Bell Helicopter has confirmed that service entry of its new clean-sheet 525 Relentless super-medium-class rotorcraft has slipped to 2017.
First delivery had been due to take place late next year, but Bell chief executive John Garrison says the milestone is “currently forecast for late Q1 2017”.
“It has slipped slightly – less than 90 days. In the grand scheme of things it is relatively insignificant,” he says.
However, in more positive news, Bell is closing in on first flight of the new helicopter which, says Garrison, will take place “within weeks”.
The initial prototype is fully assembled and has performed a number of pre-flight checks, including ground runs of its main engines and APU and “safety of flight testing”.
“We are getting real close to a safe first flight,” he says, although he plays down the possibility that this could take place before the Paris air show.
An image of the assembled – although lacking its five-blade main rotors – and painted prototype bearing the registration N525TA appeared on Bell’s website in late May.
Bell hopes for a further programme boost at Le Bourget, where it anticipates unveiling a substantial new order for the near-8.75t rotorcraft from a customer in the oil and gas services segment. This would add to the current confirmed backlog for the type of 40 aircraft.
Garrison believes the current downturn in the oil industry may actually turn out to have a “silver lining” for Bell and the GE Aviation CT7-powered 525, which he argues will arrive just as the offshore market bounces back.

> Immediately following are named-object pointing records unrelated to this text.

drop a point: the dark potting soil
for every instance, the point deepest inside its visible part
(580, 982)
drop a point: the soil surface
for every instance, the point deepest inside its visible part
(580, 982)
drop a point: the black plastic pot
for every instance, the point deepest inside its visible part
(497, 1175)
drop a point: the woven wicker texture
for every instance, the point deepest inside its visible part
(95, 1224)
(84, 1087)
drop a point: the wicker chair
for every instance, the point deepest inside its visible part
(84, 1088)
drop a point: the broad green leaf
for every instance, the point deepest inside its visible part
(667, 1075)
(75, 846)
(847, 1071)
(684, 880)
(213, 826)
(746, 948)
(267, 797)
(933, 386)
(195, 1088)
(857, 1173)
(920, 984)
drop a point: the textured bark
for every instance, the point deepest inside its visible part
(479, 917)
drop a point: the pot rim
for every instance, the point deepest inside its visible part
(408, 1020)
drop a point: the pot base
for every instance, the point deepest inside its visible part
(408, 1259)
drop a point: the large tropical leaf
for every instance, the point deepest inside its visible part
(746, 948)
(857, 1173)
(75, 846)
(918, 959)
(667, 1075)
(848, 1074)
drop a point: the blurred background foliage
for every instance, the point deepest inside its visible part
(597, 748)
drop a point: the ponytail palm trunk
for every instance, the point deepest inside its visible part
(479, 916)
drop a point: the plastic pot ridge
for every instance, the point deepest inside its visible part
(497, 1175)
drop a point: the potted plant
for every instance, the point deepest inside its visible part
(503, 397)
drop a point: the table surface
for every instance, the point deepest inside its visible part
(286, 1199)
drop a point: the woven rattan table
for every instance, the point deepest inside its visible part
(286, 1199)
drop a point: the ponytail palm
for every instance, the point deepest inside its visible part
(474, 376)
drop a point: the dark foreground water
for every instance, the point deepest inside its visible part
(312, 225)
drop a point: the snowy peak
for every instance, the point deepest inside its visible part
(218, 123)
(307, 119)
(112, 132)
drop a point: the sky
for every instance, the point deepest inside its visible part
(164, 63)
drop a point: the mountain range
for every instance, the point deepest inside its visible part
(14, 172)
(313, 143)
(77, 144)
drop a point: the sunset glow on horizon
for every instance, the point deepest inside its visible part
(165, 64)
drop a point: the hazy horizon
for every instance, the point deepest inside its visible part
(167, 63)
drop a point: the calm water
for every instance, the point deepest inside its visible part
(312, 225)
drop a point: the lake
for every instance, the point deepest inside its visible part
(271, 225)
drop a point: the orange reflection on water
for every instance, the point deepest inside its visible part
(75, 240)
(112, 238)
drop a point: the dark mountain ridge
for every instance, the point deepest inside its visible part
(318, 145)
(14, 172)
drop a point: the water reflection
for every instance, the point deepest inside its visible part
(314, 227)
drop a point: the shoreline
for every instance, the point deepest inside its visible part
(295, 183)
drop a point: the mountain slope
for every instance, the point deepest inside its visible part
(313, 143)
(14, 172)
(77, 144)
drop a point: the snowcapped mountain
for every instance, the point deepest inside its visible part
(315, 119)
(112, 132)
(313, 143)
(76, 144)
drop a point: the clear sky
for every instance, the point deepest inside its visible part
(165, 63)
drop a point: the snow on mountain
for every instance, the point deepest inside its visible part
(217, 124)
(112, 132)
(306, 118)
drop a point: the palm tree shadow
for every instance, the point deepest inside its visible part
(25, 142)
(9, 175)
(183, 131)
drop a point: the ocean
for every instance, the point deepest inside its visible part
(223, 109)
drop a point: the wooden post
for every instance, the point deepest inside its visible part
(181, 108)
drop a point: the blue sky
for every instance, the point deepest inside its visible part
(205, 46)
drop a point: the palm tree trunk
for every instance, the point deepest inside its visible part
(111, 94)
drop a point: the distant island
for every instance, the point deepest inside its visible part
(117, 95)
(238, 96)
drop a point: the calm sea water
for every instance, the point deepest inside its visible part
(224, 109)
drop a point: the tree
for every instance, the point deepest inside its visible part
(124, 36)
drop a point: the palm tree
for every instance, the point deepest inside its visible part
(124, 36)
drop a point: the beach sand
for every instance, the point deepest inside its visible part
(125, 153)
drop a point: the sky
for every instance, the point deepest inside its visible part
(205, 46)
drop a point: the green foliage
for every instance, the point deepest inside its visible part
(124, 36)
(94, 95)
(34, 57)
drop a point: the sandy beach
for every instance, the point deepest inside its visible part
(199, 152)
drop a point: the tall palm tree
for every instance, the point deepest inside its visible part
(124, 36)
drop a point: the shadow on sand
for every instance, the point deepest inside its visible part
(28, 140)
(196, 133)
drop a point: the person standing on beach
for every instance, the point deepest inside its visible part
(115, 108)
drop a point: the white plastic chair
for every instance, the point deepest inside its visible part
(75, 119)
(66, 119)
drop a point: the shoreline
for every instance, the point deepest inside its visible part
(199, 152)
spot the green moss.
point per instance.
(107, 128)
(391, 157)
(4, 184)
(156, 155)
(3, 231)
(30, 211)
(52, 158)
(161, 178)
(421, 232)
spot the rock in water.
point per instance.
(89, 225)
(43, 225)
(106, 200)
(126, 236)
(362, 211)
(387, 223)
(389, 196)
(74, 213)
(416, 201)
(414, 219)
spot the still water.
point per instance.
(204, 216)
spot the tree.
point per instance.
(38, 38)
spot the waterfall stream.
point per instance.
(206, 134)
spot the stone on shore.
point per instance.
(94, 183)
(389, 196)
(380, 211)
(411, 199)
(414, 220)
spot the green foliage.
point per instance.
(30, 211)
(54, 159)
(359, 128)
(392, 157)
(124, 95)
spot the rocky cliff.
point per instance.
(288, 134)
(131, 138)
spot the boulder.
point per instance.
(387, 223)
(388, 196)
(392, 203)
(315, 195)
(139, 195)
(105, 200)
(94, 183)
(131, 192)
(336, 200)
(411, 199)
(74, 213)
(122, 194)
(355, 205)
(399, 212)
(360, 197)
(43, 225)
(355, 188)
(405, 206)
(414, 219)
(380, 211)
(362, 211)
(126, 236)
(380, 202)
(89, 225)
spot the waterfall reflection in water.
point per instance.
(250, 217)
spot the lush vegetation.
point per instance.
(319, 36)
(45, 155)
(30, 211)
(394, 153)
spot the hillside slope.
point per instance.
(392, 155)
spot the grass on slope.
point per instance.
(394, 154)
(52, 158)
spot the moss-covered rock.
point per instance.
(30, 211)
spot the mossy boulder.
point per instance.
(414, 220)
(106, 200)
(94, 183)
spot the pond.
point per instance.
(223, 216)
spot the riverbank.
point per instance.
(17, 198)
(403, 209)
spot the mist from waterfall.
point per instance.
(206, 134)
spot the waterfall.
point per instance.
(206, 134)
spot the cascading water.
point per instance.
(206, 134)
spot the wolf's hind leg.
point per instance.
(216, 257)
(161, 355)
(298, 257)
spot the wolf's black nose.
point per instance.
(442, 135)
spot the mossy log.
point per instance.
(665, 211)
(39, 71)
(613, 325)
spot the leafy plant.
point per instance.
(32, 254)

“People are postponing their major capital acquisition decisions and that’s a good thing for us because we are still seeing robust interest in the 525,” he says.
Three flight-test aircraft should be airborne by year-end, he says, with two more 525s joining the certification effort early in 2016.
The 525 will be the first civil helicopter to enter the market with full fly-by-wire controls, for which there is currently no certification standard.
Bell is continuing to work with regulators on both sides of the Atlantic to establish those requirements, says Garrison, and has made “significant progress in this arena”.